Forceps or vacuum delivery
If your baby is low enough in your birth canal, and you are too tired to continue pushing or the baby's heart rate has dropped, your doctor may opt to use a vacuum extractor or forceps, two tools used to help you give birth to your baby. Your doctor will discuss with you the risks and benefits to these tools versus doing a cesarean delivery.

Breech delivery
A breech baby is one whose bottom or feet are situated to emerge first instead of his/her head. In most situations, your doctor will be able to detect that your baby is breech during one of your prenatal appointments and may attempt to manually turn the baby before your due date. However, not all breech babies are detected ahead of time as surprise turns can occur. If you arrive at the hospital in labor and your baby is breech, your doctor will perform a cesarean.

Elective Labor Induction

What is elective labor induction?

Sometimes, when a woman is nearing the end of her pregnancy, she may have her labor started (induced) rather than waiting for labor to begin on its own. This is called a labor induction. When your health care provider recommends a labor induction for your health or for the health of your baby, it is called an indicated labor induction. When labor is induced for a non-medical reason, for matters of convenience or preference, it is called an elective labor induction.

When is elective labor induction appropriate?

Electing to have your health care provider induce labor may appeal to you. However, elective labor induction is not always best for your baby. Inducing labor before you have completed 39 weeks of your pregnancy (one week away from your due date)- or before your cervix is ready-has risks. Your health care provider will follow the guidelines described here to help determine if and when elective labor induction is okay for you and your baby.

The following guidelines are based on advice from the American College of Obstetricians and Gynecologists (ACOG).

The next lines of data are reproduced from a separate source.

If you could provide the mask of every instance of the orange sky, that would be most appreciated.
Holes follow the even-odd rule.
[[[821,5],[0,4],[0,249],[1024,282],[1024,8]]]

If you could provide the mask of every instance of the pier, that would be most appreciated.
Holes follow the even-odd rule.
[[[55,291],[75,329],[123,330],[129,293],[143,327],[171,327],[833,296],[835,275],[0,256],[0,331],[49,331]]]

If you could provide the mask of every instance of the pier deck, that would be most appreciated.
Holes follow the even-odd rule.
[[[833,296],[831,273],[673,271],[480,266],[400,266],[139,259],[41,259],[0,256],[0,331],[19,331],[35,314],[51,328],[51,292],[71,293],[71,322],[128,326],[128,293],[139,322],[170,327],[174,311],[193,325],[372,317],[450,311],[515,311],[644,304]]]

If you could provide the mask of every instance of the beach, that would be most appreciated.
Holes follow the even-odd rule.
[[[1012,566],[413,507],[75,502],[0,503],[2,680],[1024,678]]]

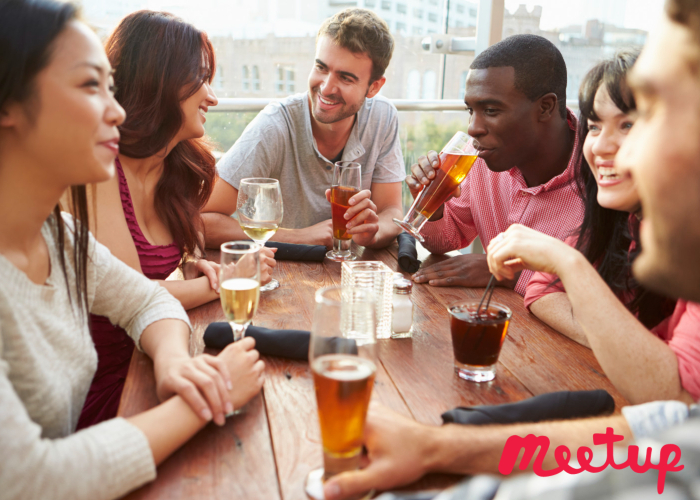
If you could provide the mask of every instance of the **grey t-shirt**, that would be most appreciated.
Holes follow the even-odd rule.
[[[342,160],[362,165],[363,189],[370,189],[373,182],[404,180],[398,113],[388,99],[365,99]],[[333,180],[333,164],[316,147],[308,92],[268,104],[217,168],[236,189],[247,177],[278,179],[284,200],[282,227],[299,229],[331,218],[325,191]]]

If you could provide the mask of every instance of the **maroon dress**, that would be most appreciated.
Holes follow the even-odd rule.
[[[148,242],[136,221],[122,166],[118,159],[115,163],[124,217],[139,254],[141,270],[152,280],[164,280],[177,269],[182,254],[175,243],[151,245]],[[131,337],[123,328],[113,325],[104,316],[90,315],[90,332],[97,349],[97,371],[78,420],[78,429],[117,416],[124,380],[134,352],[134,341]]]

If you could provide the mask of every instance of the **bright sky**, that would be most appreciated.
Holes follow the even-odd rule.
[[[599,19],[625,28],[649,31],[663,11],[664,0],[505,0],[513,12],[525,4],[528,10],[542,6],[541,28],[545,30]]]

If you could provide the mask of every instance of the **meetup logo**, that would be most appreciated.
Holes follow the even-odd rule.
[[[530,461],[532,460],[537,448],[540,452],[537,454],[534,463],[532,464],[532,469],[535,474],[539,477],[549,477],[559,474],[560,472],[567,472],[569,474],[580,474],[583,471],[586,472],[602,472],[608,466],[613,469],[624,469],[629,467],[634,472],[642,474],[649,469],[655,469],[659,471],[659,478],[656,483],[656,491],[661,494],[664,492],[664,486],[666,484],[666,474],[668,472],[678,472],[683,470],[683,465],[677,465],[681,459],[681,449],[675,444],[665,444],[661,447],[661,454],[658,464],[653,464],[651,462],[651,448],[647,448],[646,457],[643,465],[639,465],[639,447],[631,445],[627,448],[627,461],[621,464],[615,463],[613,457],[613,445],[618,441],[623,441],[624,438],[613,432],[612,427],[608,427],[605,434],[593,434],[593,444],[595,445],[607,445],[607,458],[605,463],[599,467],[591,465],[591,459],[593,458],[593,451],[586,447],[580,447],[576,452],[576,459],[578,460],[580,469],[572,467],[569,465],[569,460],[571,460],[571,451],[566,446],[557,446],[554,450],[554,460],[557,462],[558,467],[551,470],[542,469],[542,462],[544,457],[547,455],[549,450],[549,438],[546,436],[535,436],[534,434],[528,434],[525,437],[511,436],[506,441],[506,445],[503,448],[503,454],[501,455],[501,461],[498,463],[498,472],[507,475],[513,472],[513,467],[515,467],[515,462],[518,459],[520,451],[523,450],[523,458],[520,460],[520,470],[526,470]],[[669,461],[669,458],[673,454],[673,458]]]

Your health care provider uses these guidelines to make a safe decision about whether or not an elective induction is right for you and your baby. If you do not meet these guidelines, your health care provider may recommend letting labor take its natural course. Before inducing labor:

  • Your healthcare provider must discuss with you if you have previously had a Cesarean delivery (C-section) or major surgery on your uterus to agree on the method of delivery.
  • Your health care provider must be certain of your due date to prevent starting labor too early, before your baby is fully developed.
  • You must be at least 39 weeks along in your pregnancy.
  • Your cervix must be soft and ready to open (dilate). Your provider can tell this by examining your cervix to determine a Bishop Score, which is the standard measure for assessing the cervix's readiness for labor. A Bishop Score of at least 10 for first-time moms (8 for others), is a common point of readiness. With this score, the likelihood of having a vaginal delivery after induction is similar to that of spontaneous labor.